In times of crisis, Britons tend to invoke a familiar, very limited idea of “national character”, invariably informed by the second world war, empire and royalty. But in his wanderings across the landscape, Kötting finds a very different vision of Britishness: eccentric, romantic, anarchic, inclusive, mysterious, yet down-to-earth and unpretentious.
His latest, The Whalebone Box (released on Mubi on Friday) is vintage Kötting. He needs little excuse to set off on a cross-country odyssey. In this case it is a strange casket, which he undertakes to return to the Outer Hebrides, where the whale from which the box was made was originally found. As with much of Kötting’s work, the film is a ramshackle collage of documentary footage, archive clips, music, sounds, interviews and digressions into folklore, history, art and dreams – often related to whales and boxes. Along for the trip are some regular collaborators: author and psychogeographer Iain Sinclair; pinhole photographer Anonymous Bosch; Scots poet-singer MacGillivray (who provides otherworldly mermaid chanting); and Kötting’s daughter Eden, who has a rare genetic disorder called Joubert’s Syndrome.

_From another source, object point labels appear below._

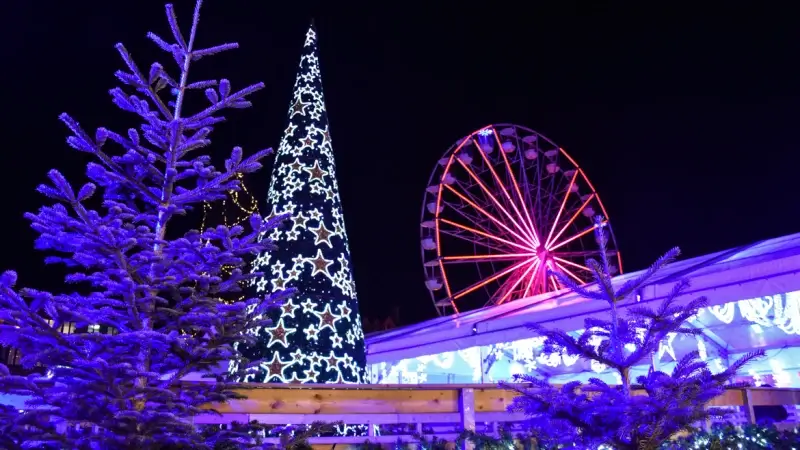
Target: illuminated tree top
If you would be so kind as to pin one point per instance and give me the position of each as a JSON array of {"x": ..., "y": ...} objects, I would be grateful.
[{"x": 317, "y": 336}]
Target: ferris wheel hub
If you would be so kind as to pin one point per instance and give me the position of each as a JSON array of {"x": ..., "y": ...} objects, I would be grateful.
[{"x": 498, "y": 226}]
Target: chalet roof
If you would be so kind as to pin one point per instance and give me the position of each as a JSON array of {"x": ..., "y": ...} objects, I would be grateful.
[{"x": 762, "y": 268}]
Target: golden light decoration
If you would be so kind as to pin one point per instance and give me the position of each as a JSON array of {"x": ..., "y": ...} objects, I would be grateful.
[{"x": 234, "y": 210}]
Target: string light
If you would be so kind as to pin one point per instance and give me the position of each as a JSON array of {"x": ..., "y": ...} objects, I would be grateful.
[{"x": 244, "y": 206}]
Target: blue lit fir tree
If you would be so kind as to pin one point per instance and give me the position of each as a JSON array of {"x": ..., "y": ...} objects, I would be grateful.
[
  {"x": 596, "y": 415},
  {"x": 152, "y": 302},
  {"x": 316, "y": 336}
]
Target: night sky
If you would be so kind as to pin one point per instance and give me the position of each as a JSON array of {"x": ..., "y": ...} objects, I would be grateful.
[{"x": 685, "y": 120}]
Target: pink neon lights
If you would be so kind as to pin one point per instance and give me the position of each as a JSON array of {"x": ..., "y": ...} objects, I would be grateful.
[{"x": 499, "y": 216}]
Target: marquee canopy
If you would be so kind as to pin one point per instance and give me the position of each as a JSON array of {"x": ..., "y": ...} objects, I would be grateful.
[{"x": 760, "y": 269}]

We first saw Eden as a seven-year-old in Kötting’s 1996 feature debut Gallivant, in which the two travelled round the British coastline along with Kötting’s 85-year-old grandmother. At the time, Kötting was unsure how long either had to live. Today, Eden is an artist, and Kötting has undertaken many more intrepid excursions: in Swandown, a river journey from Hastings to the 2012 London Olympics site in a swan-shaped pedalo; in 2015’s By Our Selves, a walk to Northampton in the footsteps of 19th-century poet John Clare (with Kötting dressed as a straw bear). Each time he traverses the landscape, he uncovers new layers of history, mythology and strangeness, and adds another one himself.
Unclassifiable as he is, Kötting fits into a network of artists operating in this territory, many of whom he has collaborated with, including the comics magus Alan Moore and the comedian Stewart Lee. You can see a similar spirit running through the films of, say, Derek Jarman, Grant Gee and Ben Wheatley, or extend the tradition back through Peter Ackroyd, JG Ballard and William Blake. They are keepers of the flame for an idea of British culture that has largely been consigned to the margins – which is possibly where it’s happiest.